The “As-Is” forms of both contracts do not expressly refer to open or expired permits as issues that the buyer can inspect. Instead, both provide that the buyer can inspect or evaluate the condition of the property as the buyer desires (with certain limitations or conditions on invasive or destructive inspections). If the buyer is dissatisfied with the property for any reason, both As-Is forms give the buyer the right to terminate the contract within the agreed inspection period and have any deposit refunded.

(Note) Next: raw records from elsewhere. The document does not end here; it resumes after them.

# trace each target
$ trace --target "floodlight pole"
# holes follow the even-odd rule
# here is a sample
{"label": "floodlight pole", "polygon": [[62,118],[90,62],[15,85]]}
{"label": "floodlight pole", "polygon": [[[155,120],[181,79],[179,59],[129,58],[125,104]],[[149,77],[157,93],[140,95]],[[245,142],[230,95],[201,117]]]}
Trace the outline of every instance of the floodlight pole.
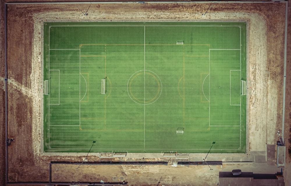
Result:
{"label": "floodlight pole", "polygon": [[208,155],[208,154],[209,153],[209,152],[210,152],[210,150],[211,150],[211,148],[212,148],[212,147],[213,146],[213,145],[214,145],[215,144],[215,142],[212,142],[212,145],[211,146],[211,147],[210,148],[210,149],[209,149],[209,151],[208,151],[208,153],[207,153],[207,154],[206,155],[206,156],[205,157],[205,158],[203,159],[203,160],[204,160],[205,161],[206,161],[205,160],[206,159],[206,157],[207,157],[207,156]]}
{"label": "floodlight pole", "polygon": [[211,3],[210,3],[210,5],[209,5],[209,7],[208,7],[208,8],[207,9],[207,10],[206,10],[206,12],[204,14],[202,14],[202,15],[205,15],[205,14],[206,14],[206,13],[207,13],[207,12],[208,12],[208,10],[209,10],[209,9],[210,8],[212,7],[212,6],[211,6],[211,4],[212,4],[213,2],[211,2]]}
{"label": "floodlight pole", "polygon": [[92,146],[91,146],[91,148],[90,148],[90,149],[89,150],[89,151],[88,152],[88,153],[87,154],[87,155],[86,156],[86,158],[85,158],[85,159],[84,159],[84,160],[83,160],[83,161],[82,162],[82,163],[81,163],[81,164],[80,164],[79,165],[79,167],[78,167],[76,169],[78,169],[79,167],[80,167],[80,166],[81,166],[81,165],[83,164],[83,163],[85,161],[85,160],[86,160],[87,159],[87,157],[88,156],[88,155],[89,154],[89,153],[90,152],[90,151],[91,151],[91,149],[92,149],[92,147],[93,147],[93,145],[94,145],[94,144],[96,142],[96,141],[93,141],[93,144],[92,144]]}
{"label": "floodlight pole", "polygon": [[[80,8],[79,8],[79,6],[76,6],[76,7],[78,7],[78,8],[79,9],[79,10],[80,10],[80,11],[81,11],[81,12],[82,12],[82,13],[83,13],[83,14],[84,14],[85,15],[86,15],[86,14],[85,14],[84,13],[84,12],[83,12],[83,11],[82,11],[81,10],[81,9],[80,9]],[[89,8],[88,8],[88,9],[89,9]],[[88,11],[88,10],[87,10],[87,11]],[[86,12],[86,13],[87,13],[87,12]]]}

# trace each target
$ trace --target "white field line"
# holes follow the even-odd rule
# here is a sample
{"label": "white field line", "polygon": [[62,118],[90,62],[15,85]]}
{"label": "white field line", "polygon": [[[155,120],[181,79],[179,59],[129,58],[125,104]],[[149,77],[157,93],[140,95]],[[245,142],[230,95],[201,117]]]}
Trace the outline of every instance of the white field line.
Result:
{"label": "white field line", "polygon": [[50,27],[68,27],[68,26],[80,26],[80,27],[84,27],[84,26],[104,26],[107,27],[125,27],[125,26],[134,26],[134,27],[138,27],[138,26],[189,26],[189,27],[221,27],[222,26],[225,27],[239,27],[240,26],[228,26],[228,25],[51,25],[50,26]]}
{"label": "white field line", "polygon": [[[209,47],[210,48],[210,47]],[[209,49],[209,100],[208,100],[209,101],[209,123],[208,124],[208,125],[210,127],[210,100],[211,100],[210,99],[210,49]]]}
{"label": "white field line", "polygon": [[[50,148],[50,149],[90,149],[89,148],[88,149],[84,149],[82,148],[79,148],[79,149],[77,149],[76,148]],[[95,148],[92,148],[91,149],[95,149],[96,150],[112,150],[112,149],[97,149]],[[116,149],[115,150],[113,151],[118,151],[117,150],[125,150],[123,151],[126,151],[127,150],[144,150],[144,149]],[[240,149],[216,149],[215,150],[239,150]],[[160,150],[161,149],[147,149],[146,150]],[[169,151],[174,151],[176,150],[209,150],[209,149],[163,149],[164,150],[168,150]],[[162,151],[162,152],[164,151]]]}
{"label": "white field line", "polygon": [[[230,86],[229,86],[229,104],[230,104],[230,105],[240,105],[241,104],[241,103],[240,103],[240,104],[239,104],[239,105],[237,105],[237,104],[231,104],[231,71],[241,71],[241,70],[230,70],[229,74],[230,74],[230,77],[229,77],[229,81],[230,81],[230,83],[229,83],[229,84],[230,84]],[[241,71],[240,71],[240,74],[242,74],[242,72],[241,72]],[[242,76],[242,75],[240,75],[240,77],[241,77],[241,76]],[[241,78],[240,78],[240,79]],[[240,85],[239,86],[240,87]],[[239,97],[240,97],[240,98],[239,99],[241,99],[240,96]]]}
{"label": "white field line", "polygon": [[50,50],[80,50],[77,49],[50,49]]}
{"label": "white field line", "polygon": [[49,71],[58,71],[58,104],[49,104],[49,105],[60,105],[60,70],[49,70]]}
{"label": "white field line", "polygon": [[[50,53],[49,52],[50,51],[49,50],[49,44],[50,44],[50,27],[49,27],[49,80],[50,77],[49,77],[49,56],[50,56]],[[50,116],[49,115],[49,148],[50,148],[49,146],[49,118]]]}
{"label": "white field line", "polygon": [[[240,49],[240,79],[242,79],[242,27],[241,26],[239,26],[239,29],[240,29],[240,38],[239,38],[239,41],[240,42],[239,44],[239,47]],[[242,90],[241,90],[241,91],[242,91]],[[239,115],[239,148],[240,149],[242,147],[242,96],[240,96],[239,97],[239,99],[240,101],[240,106],[239,106],[239,111],[240,113],[240,114]],[[246,122],[247,122],[246,121],[247,121],[247,120],[246,120]],[[247,148],[248,147],[246,146],[246,148]]]}
{"label": "white field line", "polygon": [[209,50],[239,50],[240,49],[211,49]]}
{"label": "white field line", "polygon": [[146,148],[146,27],[144,26],[143,31],[143,69],[144,70],[144,89],[143,100],[144,104],[143,105],[143,148]]}
{"label": "white field line", "polygon": [[[79,79],[81,78],[81,47],[80,47],[79,51]],[[81,98],[81,83],[79,81],[79,100]],[[89,92],[88,92],[88,94]],[[81,102],[79,102],[79,126],[81,126]]]}
{"label": "white field line", "polygon": [[51,125],[50,126],[79,126],[79,125]]}

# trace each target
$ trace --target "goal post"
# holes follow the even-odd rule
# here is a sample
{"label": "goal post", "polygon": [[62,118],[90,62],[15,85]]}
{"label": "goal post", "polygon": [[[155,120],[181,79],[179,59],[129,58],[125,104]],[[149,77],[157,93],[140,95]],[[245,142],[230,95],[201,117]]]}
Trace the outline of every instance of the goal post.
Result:
{"label": "goal post", "polygon": [[242,86],[242,92],[241,95],[246,95],[246,82],[243,80],[240,81],[241,85]]}
{"label": "goal post", "polygon": [[184,44],[184,42],[183,41],[177,41],[176,43],[177,44]]}
{"label": "goal post", "polygon": [[45,95],[48,95],[49,94],[49,80],[45,80],[43,82],[43,94]]}
{"label": "goal post", "polygon": [[107,77],[101,80],[101,94],[105,94],[107,92]]}
{"label": "goal post", "polygon": [[177,129],[176,134],[183,134],[184,133],[184,128],[178,128]]}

Under any of the four contract forms, if the buyer does not identify open or expired permits within the time allowed, then the buyer is deemed to have accepted the property with any building code violations, and loses any remedy for them.

But, title insurance …

Because open or expired permits indicate possible physical defects and are not title defects, property owners cannot rely on their title insurance policy for relief. Under the contract forms, the definition of “marketable title” is purely by reference to the Uniform Title Standards promulgated by the Florida Bar, which do not discuss building permits at all. All forms provide that the title conveyed to the buyer can be subject to land use restrictions (a general category that includes the building code) (FR/BAR) or specifically to building code restrictions (NABOR). The FR/BAR forms include land use restrictions in a list of six items to which the buyer’s title insurance policy may be subject, with the provision that an existing violation of any of five of them is deemed a title defect; but an existing violation of the land use restrictions is not deemed a title defect. Accordingly, the owner’s title insurance policy contains an express exclusion of coverage for claims “that arise by reason of … [a]ny law, ordinance, permit, or governmental regulation (including those relating to building and zoning) restricting, regulating, prohibiting, or relating to … the character, dimensions, or location of any improvement erected on the Land … or the effect of any violation of these laws, ordinances, or governmental regulations”; unless “a notice … is recorded in the Public Records setting forth the violation”. Such recorded notices generally only come about when the county or city identifies an actual improvement that violates the building code.

What does all this mean for me?

Buyers should be strongly advised to search for open or expired permits on the property, so that the proper notification to the seller can be given before expiration of the inspection period. From the seller’s perspective, it is probably wise to search for open or expired permits and resolve any that are found before listing the property, to avoid the stress of trying to resolve them before a set closing date, or the disappointment of having a contract terminated.

If open or expired permits are found, the first step to resolving them should be to contact the contractor named on the permit. It is the contractor’s obligation to close the permit, and they generally will deal with the city or county as required to resolve any that they forgot to close. If the contractor cannot be found, or if the permit was taken by the property owner without a contractor, then you will have to deal directly with the agency that issued the permit. The staff will be able to tell you what needs to be done to resolve the permit.